Coding can be done manually (with highlighters, colored pens, sticky notes, etc.), or on a computer. You need to work systematically through your entire data set, giving equal attention to each data item, whether or not it supports your hypothesis. Add new codes as necessary (e.g. "slow internet connection" and "lack of peer interactions"). It is better to add a code that might not be helpful, than to go back to your data to add it later. An individual section of text might remain uncoded (e.g. if unrelated to your research question about online learning), coded once (e.g. for "frequent interruptions" from family members), or coded multiple times (e.g. for "frequent interruptions" due to "slow internet connection"). As you work through your data, you may find you need to combine or subdivide your codes (e.g. add a new code for "interruption by sibling").

You are summarizing your data with these codes, so be thorough in your work.

Step 3: Searching for themes

Once you have completed the initial coding of your data, you can organize your data into groups. Include the relevant text, not just the code, to facilitate searching for themes. Consider how different codes may contribute to an overarching theme. For example, you may find that the codes "slow internet connection", "financial stress", and "no help with schoolwork" commonly occur together. You might then choose to place these codes within a larger theme of "low-income students face additional challenges with online learning." You might consider adding "financial stress" as a sub-theme. The code "lack of peer interactions" might fit within a larger theme of "mental health stressors." Some codes may occur too infrequently to be included, may be too vague, or may not be relevant to your evolving research question.

This step provides candidate themes that will need to be refined, so don't exclude any data or possibilities just yet. In the next step, reviewing all the data extracts will help you determine how the themes might need to be combined, separated, or discarded.

Step 4: Reviewing themes

Now that you have a set of candidate themes, you need to revise them to accurately reflect your data and your research question.
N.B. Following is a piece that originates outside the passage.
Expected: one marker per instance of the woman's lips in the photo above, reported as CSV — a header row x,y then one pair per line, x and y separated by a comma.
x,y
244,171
This may involve eliminating themes that are not well supported, creating new themes, combining closely related themes, and dividing overly broad themes into multiple themes.

You will need to review your data at two levels. First, you should review the coded data extracts for each theme, and determine whether they are sufficiently coherent. Problems may occur if the theme itself is problematic, or if some of the data extracts do not fit within their theme. You may need to rework the theme, re-code some data to create finer divisions, or remove a code from a theme.

Next, you need to evaluate whether your themes accurately reflect your entire data set. You should re-read your entire data set to determine whether your themes fit the data set, and to code any relevant data that may have been missed in earlier rounds of coding.

Step 5: Defining and naming themes

Formulate exactly what you mean by each theme, and examine how it helps one understand your data. Devise a concise and informative name for each theme. Take the data extracts for each theme, organize them so that they are easy to follow, and add an accompanying narrative to explain why the data are interesting and how they support the theme.

Step 6: Producing the report

At this point, you should have produced quite a bit of writing as you have moved through steps 1 through 5. You should have your coded data extracts, your themes, and some narrative explaining how your data support your themes. For your final report, you should organize this information according to the guidelines of your graduate program or target journal, and write a compelling story that convinces the reader of the validity of your analysis. Choose examples from your data that clearly and memorably illustrate your main points. Go beyond presenting your data, and make an argument that could influence policy, or serve as the basis for future studies.